NCUA Proposes Rule To Require Written IRR Policy
ALEXANDRIA, Va.-The NCUA Board last week proposed a rule that would require credit unions to develop a written interest rate risk policy and interest rate risk management program as a requirement for federal deposit insurance.
The proposal comes amid growing uncertainty on interest rates caused by new Federal Reserve policies, the ballooning federal deficit and the turmoil in the Middle East and its affects on rates, NCUA said. In addition, credit unions' exposure to interest rate risk has risen in recent years, due, among other things, to a growing portion of assets-now almost 35%-tied up in mortgages. That compares to just 20% for banks.
In proposing the rule, NCUA explained there is no one-rule-fits-all approach but that every credit union needs to devise its own policy based on individual aspects and conditions of the institution.
The rule, issued for a 60-day comment period, would exempt credit unions under $10 million in assets and credit unions up to $50 million with a percentage of first mortgages and investments greater than five years that is less than 100% of net worth.
GOP Hammers Warren Over Role With Protection Bureau
WASHINGTON-Republican members of the House Financial Services Committee took presidential advisor Elizabeth Warren to task last week for her role in developing the Consumer Financial Protection Bureau, saying her duties amounted to an end-run around congressional confirmation of a director for the new agency.
"If it walks like a duck and quacks like a duck, then it is a duck," said Rep. Sean Duffy, a Wisconsin freshman, of Warren's denials that her role amounts to being more than a presidential advisor. Warren insisted she is serving at the behest of the Treasury Secretary to create the new consumer bureau, which is styled after her own writings on consumer advocacy.
After the hearing, the Republican members introduced a bill that would create a five-person board to head the consumer agency, instead of a single director.
NCUA Was Source of Breach
WASHINGTON-NCUA has confirmed it was the source that unwittingly released a draft authentication update from the Federal Financial Institutions Examination Council (FFIEC) on Dec. 30, 2010, one day ahead of when the formal guidance was to be made public. The release was first reported by BankInfoSecurity.com, which said NCUA released the "Interagency Supplement to Authentication in an Internet Banking Environment" after being unaware of a delay at one FFIEC agency. BankInfoSecurity.com said the report was available on the NCUA site for four to five days over the New Year's holiday, during which time it was downloaded 1,100 times.

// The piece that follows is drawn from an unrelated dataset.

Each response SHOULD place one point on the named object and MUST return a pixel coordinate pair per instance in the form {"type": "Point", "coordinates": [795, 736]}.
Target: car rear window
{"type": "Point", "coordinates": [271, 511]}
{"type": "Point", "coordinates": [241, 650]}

Reverse Mortgages To Be Offered
TUKWILA, Wash.-Prime Alliance Solutions announced last week it will be offering reverse mortgages to its 1,900 credit union customers through MetLife Home Loans, a unit of MetLife Bank. Through MetLife, Prime Alliance will offer fixed and adjustable rate options for both traditional reverse mortgages and the newly-introduced "HECM Saver" option, which provides consumers with additional options.
Prime Alliance previously entered into a reverse mortgage agreement with Golden Gateway Financial, but the company closed its doors last year. Prime Alliance is a CUSO founded by Boeing Employees CU, known now as BECU.
Coastal FCU To Open On Sundays
RALEIGH, N.C.-The $2-billion Coastal FCU last week extended its hours to Sundays with the use of Personal Tellers that allow tellers working from its headquarters in Raleigh to serve multiple branches. The credit union is believed to be the first financial institution in North Carolina that will offer Sunday hours.
Coastal already offers Saturday hours.
NAFCU Raises Concerns
WASHINGTON-NAFCU has raised concerns about pending legislation on foreclosure mediation that could be mandatory for lenders. "While NAFCU recognizes this legislation as a well-intentioned effort to mitigate foreclosures in the wake of the subprime mortgage crisis, NAFCU cannot support legislation that opens the door for the establishment of loss mitigation programs, or any other bankruptcy court-led mediation efforts, in which lender participation is involuntary," wrote NAFCU President Fred Becker in a letter to the chairman and ranking minority member of the Senate Judiciary Committee.